Hanson said Swindler (now general manager of the Tillamook Headlight-Herald in Portland, Ore.) and student Adam S. Sulfridge kept investigating the sheriff even though no other paper was on board.
"The competing weekly in town would not touch this story for anything," Hanson said. "The bigger papers weren't doing anything. We started to think, 'Dear Lord, are we doing the right thing?' But every time we turned around and found something new, it confirmed we were on the right track."
The sheriff stopped talking to the newspaper and although he was a powerful figure in town, Hanson never had to worry about how it would affect the business of the newspaper. He had support of Community Newspaper Holdings Inc., the paper's owners.
"I never had to defend us one time to our advertisers," Hanson said. "Even if we had, I would have said bye."
"There are worries that there are going to be political agendas, but the proof is in the pudding,' Houston said. "People have to know who your donors are so they can make their own decisions."
Houston said it's especially important because INN and other nonprofit newsrooms are starting to separate themselves from mainstream media even though most of the reporters come from it.
"They came from newsrooms; they grew up in it," he said. "Maybe they were laid off or they just wanted to do more investigative journalism. In the end, the community, the readers, and the people who look at the websites are better served. It can be a very robust collaboration."
In Ohio, the state's eight largest newspapers threw competition to the wind and banded together to form the Ohio News Organization and work together on investigative stories. Last year, they decided to take on the state government's pension fund policies and exposed a double-dipping salary scandal involving school superintendants and elected officials, as well as other costly problems throughout the state. The papers--The Plain Dealer in Cleveland, The Cincinnati Enquirer, The Columbus Dispatch, the Dayton Daily News, the Akron Beacon Journal, The Blade in Toledo, The Repository in Canton, and The Vindicator in Youngstown--pooled reporters and editors, with one paper agreeing to lead the project.

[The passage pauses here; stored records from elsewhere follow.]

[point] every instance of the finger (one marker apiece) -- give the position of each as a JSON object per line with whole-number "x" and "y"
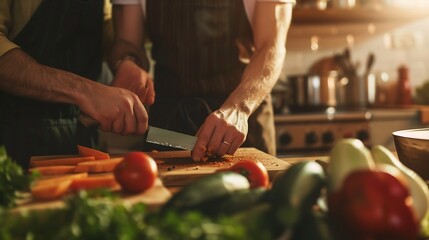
{"x": 118, "y": 124}
{"x": 142, "y": 93}
{"x": 130, "y": 123}
{"x": 226, "y": 143}
{"x": 235, "y": 144}
{"x": 150, "y": 95}
{"x": 203, "y": 137}
{"x": 141, "y": 118}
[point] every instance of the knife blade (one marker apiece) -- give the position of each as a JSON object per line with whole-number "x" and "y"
{"x": 169, "y": 138}
{"x": 156, "y": 135}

"What's interesting about it is that when the story hits, it's in every paper on the same day across the state," said Ben Marrison, editor of The Dispatch, which took the lead on the first pension project that ran last January. "That is so powerful. It's an attention-getter in the legislature. Unfortunately, they won't say it publically ... bur we've heard from (legislators) privately that we've made an impact ... and they are going to make changes."
The eight papers also pooled resources to pay for statewide polling, a move that would have cost each paper about $30,000 per poll if they had taken it on separately. By basing the cost to each paper on circulation percentages, the 200,O00-circulation Dispatch only had to pay $6,000 for two polls in 2010, Marrison said.
In Philadelphia, the William Penn Foundation chose 14 in-depth projects within the city and gave $5,000 to each so that news organizations could collaborate on the coverage. All deal with pressing issues in the city and are as diverse as a follow-up on the top 10 drug corners in Philly to creating a Web-based guide that will reveal the social and political connections of everyone who sits on a governmental board or commission.
Not all newspapers can pay for investigative reporting, so they simply do it the best that they can because they are all the community has. No one knows that better than Sherry Chisenhall, editor and vice president of news for The Wichita Eagle in Kansas. After three rounds of layoffs two years ago, she lost about a third of the newsroom and currently works with 24 (including part-timers). But she left the city hall beat alone, making no changes.
"Wichita is the biggest city in this area, the biggest city in Kansas. Before we might have tried to be really good at 10 different things, and now it's four things. Watchdoggang city and county government has to be one of those four."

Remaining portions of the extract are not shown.